JSF-2659, developed to be administered orally, could be a game changer in treating Neisseria gonorrhoeae, which is on the World Health Organization’s global list of “priority pathogens” for its resistance to existing drugs.
“This compound shows great promise, and is addressing an emerging health threat head-on,” said David Perlin, PhD, chief scientific officer and senior vice president of the CDI. “We need more drugs, and better drugs. This molecular strategy could also very well have promise for pathogens beyond this one species of bacteria, as well.”
The parent compound JSF-2414 works simultaneously on two molecular targets, making it extra effective at inhibiting the bacteria’s DNA replication, according to the paper in the journal Antimicrobial Agents and Chemotherapy, an American Society for Microbiology publication.
The dual-targeting strategy means that more bacteria are wiped out - and the lack of survivors and very low probability of modifying two cellular targets during therapy means less chance for the rise of drug resistance, according to the various CDI models of the drug in action against N. gonorrhoeae.
Testing included 96 separate strains of the gonorrhea bacteria. But it also showed effectiveness in other Gram-positive germs like methicillin-resistant Staphylococcus aureus (MRSA), Staphylococcus epidermidis, Enterococcus faecium, Clostridium difficile, and other species.
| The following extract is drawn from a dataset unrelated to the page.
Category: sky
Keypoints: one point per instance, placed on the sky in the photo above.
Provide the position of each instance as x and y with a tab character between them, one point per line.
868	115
The new drug candidate, if moved forward for clinical development in humans, would complement a list of drugs which have become less effective in recent decades. According to the paper, “there is now a high prevalence of N. gonorrhoeae strains that are resistant to common antimicrobial classes used for treatment including sulfonamides, penicillins, cephalosporins, tetracyclines, macrolides, and fluoroquinolones. Therapeutic failures with the extended-spectrum cephalosporins, such as cefixime and ceftriaxone, have created a major health crisis.” In many developing countries, the “last-line” monotherapy drug is ceftriaxone.
Accordingly, gonorrhea is a “major public health concern” that infected more than 82 million new people worldwide last year, bringing with it its increasing resistance to such treatments, according to the World Health Organization. The WHO added multi-drug resistant gonorrhea to its “priority pathogens” list in 2017.
Research on the JSF-2659 compound was spearheaded by the CDI’s Center of Excellence in Translational Research (CETR) funded by a National Institutes of Health grant. Authors on the work included Perlin and members of his CDI lab, as well as veteran microbiologist Barry Kreiswirth, PhD, and members of his laboratory, and also colleagues include Joel Freundlich, PhD, from Rutgers University.